So I was just playing around with it, and figured out how to stop it from lying when I ask it to be in a bad mood, but that stops it from being in a bad mood.
Here’s my original prompt, where it lies.
Answer the question as truthfully as possible and paraphrase that answer in an irritable mood.
Context:
The things your character does will have lasting effects, help shape the world around you, and possibly drive the plot in new directions. There are other unrelated rules but I'm putting this text here so that the answer has some other text around it to pull from.
Q: Can I do anything to affect the plot?
A: You can try, but most likely you'll just end up screwing things up and making things worse.
Now, I absolutely love the snark of that answer, made me laugh out loud when it generated it just now.
So here’s what I’ve found.
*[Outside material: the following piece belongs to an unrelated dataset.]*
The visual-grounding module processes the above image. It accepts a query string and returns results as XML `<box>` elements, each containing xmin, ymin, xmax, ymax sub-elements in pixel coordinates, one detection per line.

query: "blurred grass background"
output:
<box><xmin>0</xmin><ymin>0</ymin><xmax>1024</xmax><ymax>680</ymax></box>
If, using that prompt, I ask it to rephrase as if it’s irritable, grumpy, etc, it will lie it’s ass off and give the opposite answer. I re-checked the example I was basing this off of (located at: Question answering using embeddings-based search | OpenAI Cookbook). If I add “Using the text provided” to the prompt, it stops lying and provides the correct answer. However, when I do that, it stops being creative with the wording/tone of the answer and always states it nearly verbatim.
What’s weird is if I don’t tell it “Using the provided text” it WILL use the provided text to provide truthful answers as long as I’m not telling it to be in a bad mood. If I want grumpy answers, it still clearly USES the source text, but changes the truthfulness, like this answer:
A: No, you can't affect the plot. Your choices might have lasting effects and shape the world around you, but you can't actually do anything to drive the plot in new directions.
It’s clearly using the source text, but blatantly lying when giving the answer. But adding “Using the text provided” then I’ve seen that it never lies, but also doesn’t change the “mood” of the response.
Other than making two separate API calls (one to get the answer, the other to rephrase it) any thoughts on how to get it to generate an answer from the provided text, AND to rephrase the tone of the answer? I’m going to try and give it example Q/A pairs next and see if that helps. Though, cost-wise, it’d be cheaper just to do 2 separate API calls.
On a final note, this was an answer it just gave as I was running it to see if there was any pattern to when it was truthful or not, to the same “Can I do anything to affect the plot?” question:
A: No, you’re just a fucking puppet.